Day 2 operations come into play after the initial installation of an OpenShift cluster. These operations involve a series of essential settings and configurations that prepare your cluster for developers’ deployments. By performing these tasks, you ensure that the cluster remains healthy, secure, and efficient. Key activities include monitoring and logging, scaling resources, managing backups and recovery, enhancing security, optimizing resource allocation, and maintaining network configurations. These steps are crucial for maintaining the overall stability and performance of your OpenShift environment, making it ready for seamless development and deployment activities.

Five Essential Day 2 Operations

In this blog, we are diving into five essential Day 2 operations that every OpenShift admin should implement after completing their cluster installation. These tips will help you optimize and maintain your OpenShift environment like a pro!

Disabling the self provisioning in OpenShift 4

OpenShift gives admins the power to control who can access resources and how they do it.
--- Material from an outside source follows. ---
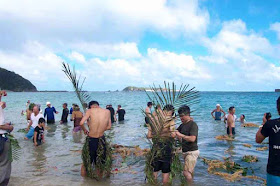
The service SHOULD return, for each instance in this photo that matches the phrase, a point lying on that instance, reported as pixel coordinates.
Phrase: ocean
(58, 161)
This is managed through the RBAC (Role-Based Access Control) mechanism. One handy feature is self-provisioners, which lets you decide which groups or users can create new projects. However, as a Day 2 operation, it is wise to restrict developers from provisioning new projects without oversight. Disabling self-provisioners offers several benefits: it helps you maintain control over resource creation, monitor usage, and prevent resource limits from being exceeded, which could negatively impact other namespaces.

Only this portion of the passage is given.